Quartz - What Steve Bannon Really Wants
Steve Bannon is probably the top adviser to President Trump and has recently avoided extended public interviews about his worldview. In this long article, the writers comb through Bannon's speeches, documentaries, writings and radio shows to intuit three philosophical positions that are supposed to interlock. The article gives a biographical sketch on Bannon, but most of the time it focuses on his three core political-economic-cultural beliefs:
1. Capitalism is in crisis and needs rescuing
2. Judeo-Christian values are in decline and need reviving
3. Nationalism in Western nations is a good thing
Briefly elaborated,
1: Capitalism used to be about "moderation" and concern for each other (within the Christian charitable framework)-- a kind of "enlightened capitalism". This declined in the 60s and 70s as a new culture of selfishness destroyed the hard work of the greatest generation. In short, society needs to change conservatively, not through the kind of cultural revolution that took place during those decades. Here Bannon sounds like Edmund Burke. The cultural revolution swept the old mentalities away and "liberal" pluralism and globalistic concerns infiltrated US institutions. This created a global elite who did not care for the borders of any country as defining their morality. While this explains his opposition to "welfare for the rich", it does not seem to underwrite his animus toward regular welfare. [Perhaps because it robs from the moderately successful and gives to the lazy, and he believes it is unsustainable & establishes some sort of "dependency"?]
2. The traditions that each generation should be passing to the next, in a kind-of Burkean manner, are those of the "Judeo-Christian tradition", which reinforces capitalism (with moderation and charity); in turn, capitalism (when done right) provides the wealth and success of western civilization and its hegemony. The ultimate belief in God as a grounding for the moral order (and therefore government) is what moors government from becoming tyrannical. While not everyone must be a believer, this must be the dominant position of the country and its inhabitants must continue to inculcate that tradition. Hence...

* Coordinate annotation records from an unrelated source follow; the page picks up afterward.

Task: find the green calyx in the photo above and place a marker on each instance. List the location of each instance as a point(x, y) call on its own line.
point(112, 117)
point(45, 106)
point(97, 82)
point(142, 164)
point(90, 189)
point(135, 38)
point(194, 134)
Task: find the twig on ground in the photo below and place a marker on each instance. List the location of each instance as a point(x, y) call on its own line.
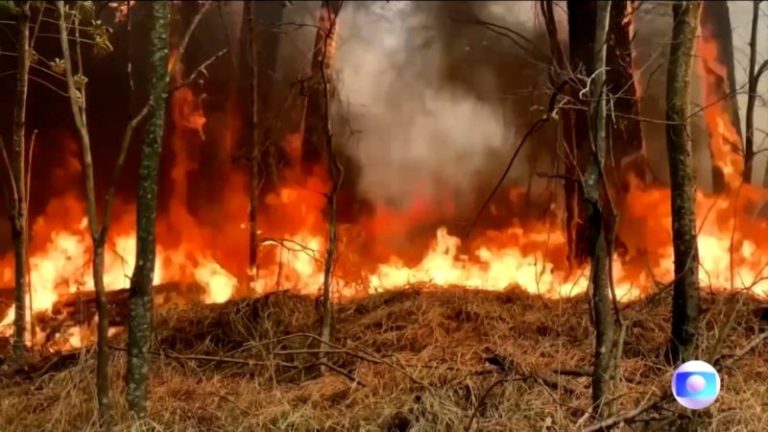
point(629, 415)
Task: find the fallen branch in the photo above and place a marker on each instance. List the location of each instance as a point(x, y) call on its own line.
point(341, 372)
point(629, 415)
point(200, 69)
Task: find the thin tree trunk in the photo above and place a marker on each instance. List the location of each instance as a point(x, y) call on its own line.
point(626, 154)
point(77, 99)
point(313, 122)
point(254, 181)
point(593, 182)
point(752, 80)
point(581, 33)
point(140, 303)
point(685, 297)
point(335, 170)
point(19, 213)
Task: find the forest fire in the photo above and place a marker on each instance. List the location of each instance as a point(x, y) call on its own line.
point(528, 254)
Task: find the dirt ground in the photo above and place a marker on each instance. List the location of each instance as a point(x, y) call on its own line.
point(416, 359)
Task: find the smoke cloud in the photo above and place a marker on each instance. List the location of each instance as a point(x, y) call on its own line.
point(420, 134)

3. Nationalism is essential to protect the traditional values but also to protect against the interests of the global elites. Incoming people must adopt the traditions of the nation or they are unwelcome. To Bannon, global capitalists will move their capital to more favorable places (with lower wages), or engineer laws to flood the country with immigrants who work for less (leaving the middle class to pick up the bills for educating, housing, etc them). This must be fought in order to protect the accumulate wealth of citizens who are less mobile than the global elites.
These three pieces do form an interlocking philosophy [except, perhaps, for his tea party love of limited government-- how can you have nationalism without a government?]. On top of all this, Bannon believes in a loose kind-of "generations" or cyclic nature of history (Neill/Strauss), which goes through stages every 80 years or so, from High to Awakening to Unraveling to Crisis. There was the American Revolution, the Civil War, the Depression/WWII, and now? Time for "Crisis". Bannon sees the crisis of capitalism as needing a resolution, and, historically speaking, it is a violent, bloody one. It appears, too, given his nationalism and emphasis on Judeo-Christian values as the key pillars of Democratic government, that Islam is his bete noir.
The last parts of the article tries to capture some of Bannon's loose comments and threads and then tries to find evidence of his philosophy in the speech and actions of Donald Trump, perhaps his unwitting thrall.